2004年度の記録 >> 研究会報告
Cクラスター(家族)主催 研究会
◇公開研究会 (民法研究会共催、担当:水野紀子教授)
2004年6月3日(木) 15:00〜18:00 法学部棟2階大会議室
「選択的夫婦別氏制 ─その前史と周辺─」
東京都立大学名誉教授、2003年文化功労者 唄孝一氏

6月3日(木)公開研究会として行われた、「選択的夫婦別氏制 ─その前史と周辺─」と題された唄孝一東京都立大学名誉教授(2003年文化功労者)の報告は、戦後の家族法改正における氏の扱いについて遡る、日本の現行氏制度についての報告であった。唄教授の氏領域の戦後改正法研究は、先駆的でありかつ今日でもまだ乗り越えられない最大の業績であり続けている。戦後の改正は家制度を廃止したものの、立法過程の議論では、家に代替するものとして氏がとらえられ、さらに氏には同居家族の意味合いももたされていた。唄教授が解説された民法791条の子の氏変更規定の起草過程に、その複雑さがよく現れている。

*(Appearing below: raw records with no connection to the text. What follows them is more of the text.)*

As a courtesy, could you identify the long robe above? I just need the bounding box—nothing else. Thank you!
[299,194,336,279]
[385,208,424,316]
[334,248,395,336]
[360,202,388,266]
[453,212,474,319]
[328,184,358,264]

改正当時の立場として、保守的な家制度擁護派がいたのはもちろん、改革派の中にも、生活実態としての家制度を否定しない立場と家制度の実質的な解体を目指す立場とが併存・対立していて、その議論も氏の改正には影響した。戦後半世紀を経て家の解体が進んだことが、夫婦別氏改正の社会的な要求をもたらした一因であっただろう。報告後の議論においては、氏を人格権的なものとしてではなく符号的なものと評価する立場をとる鈴木禄弥東北大学名誉教授などと活発な議論が行われた。